The case of Çetin Doğan, a prominent Turkish Army general accused of conspiring against the government, suggests an ominous future for the country's democracy.

On Feb. 22, Cetin Dogan, a retired four-star Turkish Army general, was detained and subsequently imprisoned by Turkish prosecutors, accused of masterminding an elaborate plot in 2002 and 2003 to topple the country's newly elected conservative Islamist government.

He and the scores of other military officers who were also arrested -- both retired and on active duty -- face horrifying charges. Among other deeds, the officers stand accused of planning to shoot down a Turkish fighter jet and blow up two mosques during Friday prayers, so as to incite parliament to declare martial law. And this is just the latest in a wave of arrests targeting hundreds of retired military officers and their alleged civilian accomplices since early 2008, on charges ranging from murder to coup attempts.

For us, however, this particular arrest comes very close to home: We are Çetin Dogan's daughter and son-in-law. We have observed intimately the development of the case against him, and the closer one looks at the details of this case, the more untenable the government's argument becomes. Rather, his arrest, coupled with the rash of recent anti-military arrests, suggest that the future prospects of Turkish democracy are more ominous than most people think.

The military has long set the ground rules of Turkish politics.
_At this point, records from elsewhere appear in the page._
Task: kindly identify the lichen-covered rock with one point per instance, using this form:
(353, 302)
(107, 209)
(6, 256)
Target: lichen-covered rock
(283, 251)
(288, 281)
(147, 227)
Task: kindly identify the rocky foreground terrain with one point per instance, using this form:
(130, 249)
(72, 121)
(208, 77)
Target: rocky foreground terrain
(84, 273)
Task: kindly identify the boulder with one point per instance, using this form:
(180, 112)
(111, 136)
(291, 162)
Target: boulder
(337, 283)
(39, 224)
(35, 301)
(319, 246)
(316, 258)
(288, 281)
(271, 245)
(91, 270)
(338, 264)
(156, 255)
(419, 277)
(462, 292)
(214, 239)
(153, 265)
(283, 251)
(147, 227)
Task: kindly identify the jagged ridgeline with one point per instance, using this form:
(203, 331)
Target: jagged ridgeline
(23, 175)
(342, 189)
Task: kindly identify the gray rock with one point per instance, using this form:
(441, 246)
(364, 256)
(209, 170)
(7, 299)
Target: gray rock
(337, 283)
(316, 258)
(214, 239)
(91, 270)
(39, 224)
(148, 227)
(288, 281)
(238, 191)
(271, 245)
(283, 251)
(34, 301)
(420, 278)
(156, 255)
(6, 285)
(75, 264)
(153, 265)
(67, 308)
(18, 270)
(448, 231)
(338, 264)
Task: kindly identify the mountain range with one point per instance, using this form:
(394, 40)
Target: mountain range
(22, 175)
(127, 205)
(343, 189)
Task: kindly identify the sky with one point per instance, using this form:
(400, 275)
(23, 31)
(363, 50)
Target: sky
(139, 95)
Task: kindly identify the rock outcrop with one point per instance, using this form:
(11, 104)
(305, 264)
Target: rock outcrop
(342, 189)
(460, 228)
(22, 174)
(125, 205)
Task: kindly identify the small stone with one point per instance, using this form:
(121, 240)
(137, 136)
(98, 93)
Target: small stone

Its hard line defending secularism has resulted in frequent clashes with political movements it views as "soft" on Islam, such as the Justice and Development Party (AKP), which has governed the country since November 2002. Periodically, the military has intervened, bringing down governments and, on occasion, establishing periods of military rule, most recently from 1980 to 1983.

The narrative that has captured the headlines in Turkey and the Western media is that the recent arrests, signifying the end of an era of military tutelage, are good news for Turkish democracy. Provided the AKP and its leader, Prime Minister Recep Tayyip Erdogan, do not abuse their power, the story line goes, Turkey will ultimately emerge stronger -- perhaps more pious and conservative, but also more democratic.

Until very recently, we too bought into this story. Even though the charges against some of the individuals in the earlier waves of arrests seemed far-fetched and the indictments poorly prepared, we thought these shortcomings were the product of excessive prosecutorial zeal rather than deliberate attempts to frame innocent individuals. But the way in which the case against Dogan has unfolded suggests that we were wrong.

The charges originate from a trove of documents delivered to and published by the Turkish daily Taraf. The documents include authentic voice recordings from a war simulation workshop held at the headquarters of the 1st Army, then headed by Dogan, in March 2003. These recordings make no reference to a coup or any illegal activities.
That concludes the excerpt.